Denn Stones konnte nahezu perfekt zwischen Abwehr und Mittelfeld pendeln. Bei eigenem Ballbesitz rückte er auf und spielte meist an der Seite von Mittelfeldanker Rodri, gegen den Ball wiederum ließ sich Stones in die Abwehrkette zurückfallen und stärkte die Innenverteidigung. Es braucht ein hohes Maß an Spielverständnis und gutes Timing, um eine solche Hybridrolle auszuführen. Dadurch war es City möglich, die Restverteidigung zu sichern, aber eben trotzdem mit genügend Spielern den Ballbesitz voranzutreiben.

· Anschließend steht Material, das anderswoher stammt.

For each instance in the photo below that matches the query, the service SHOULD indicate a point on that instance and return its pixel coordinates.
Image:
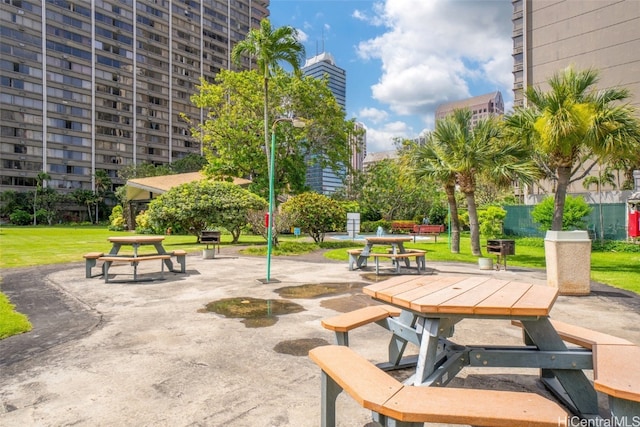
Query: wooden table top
(387, 240)
(136, 239)
(467, 295)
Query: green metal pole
(272, 162)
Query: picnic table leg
(160, 250)
(329, 391)
(570, 386)
(428, 348)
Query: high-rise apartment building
(323, 179)
(549, 35)
(482, 106)
(99, 85)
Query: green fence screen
(519, 223)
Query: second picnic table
(136, 242)
(396, 243)
(431, 306)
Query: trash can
(568, 259)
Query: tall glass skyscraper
(325, 180)
(99, 85)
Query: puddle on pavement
(317, 290)
(373, 277)
(299, 347)
(261, 313)
(256, 312)
(347, 303)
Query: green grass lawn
(33, 246)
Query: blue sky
(403, 58)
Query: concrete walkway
(142, 354)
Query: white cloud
(374, 114)
(438, 51)
(302, 36)
(382, 138)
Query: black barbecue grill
(210, 238)
(501, 248)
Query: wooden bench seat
(615, 362)
(427, 230)
(616, 373)
(354, 255)
(396, 404)
(583, 337)
(420, 259)
(134, 261)
(91, 259)
(181, 257)
(343, 323)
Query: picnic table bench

Stones mit Situation überfordert
Allerdings fehlte Stones zu Beginn dieser Saison wegen einer Hüftverletzung und hatte Schwierigkeiten, nach seiner Rückkehr im Oktober zur Form zu finden. Zudem fand sich Stones manchmal in einer merkwürdigen Position wieder. Gegen Aston Villa zum Beispiel spielte er im zentralen Mittelfeld an der Seite von Manuel Akanji, den Bundesliga-Zuschauer aus seiner Zeit bei Borussia Dortmund noch als klassischen Innenverteidiger kennen dürften. Damit war Stones nicht mehr der Zuträger bei eigenem Ballbesitz, sondern musste sich als Spielgestalter versuchen.
Was jedoch in den vergangenen Wochen angesichts der personellen Experimente, die Guardiola unternehmen musste, deutlich wurde: Es ist für Mittelfeldspieler zumeist einfacher, mit dem notwendigen Einsatz und einem klugen Stellungsspiel in die Rolle eines Verteidigers zu schlüpfen, als für Verteidiger offensiv einen Mittelfeldspieler zu mimen. Gegen Villa hatte City den tiefsten Ballbesitz – betrachtet anhand der durchschnittlichen Position des Balles – der vergangenen Jahre. So verwundert es nicht, dass nur zwei Schüsse, beide von Erling Haaland übrigens, zustande kamen.
Nun ist Guardiola wohl genau der Trainer im europäischen Fußball, dem man am ehesten zutraut, sich aus solch einer Krise zu coachen, zumal er weiterhin über einen der besten Kader überhaupt verfügt, der lediglich durch Verletzungen ein wenig gehandicapt war. Viel Hoffnung ruht selbstverständlich auf einer baldigen Rückkehr von De Bruyne, der in der vergangenen Saison ein kongeniales Duo mit Gündoğan bildete, aber auch schon häufig genug bewiesen hat, dass er auf sich gestellt, die Offensive von City ankurbeln kann. Mit dem Belgier sowie einer wieder besseren Balance zwischen Abwehr und Mittelfeld sollten die "Skyblues" weiterhin in der Premier League oben mitmischen. Der nächste Test wartet am Mittwoch beim Auswärtsspiel in Liverpool gegen den FC Everton.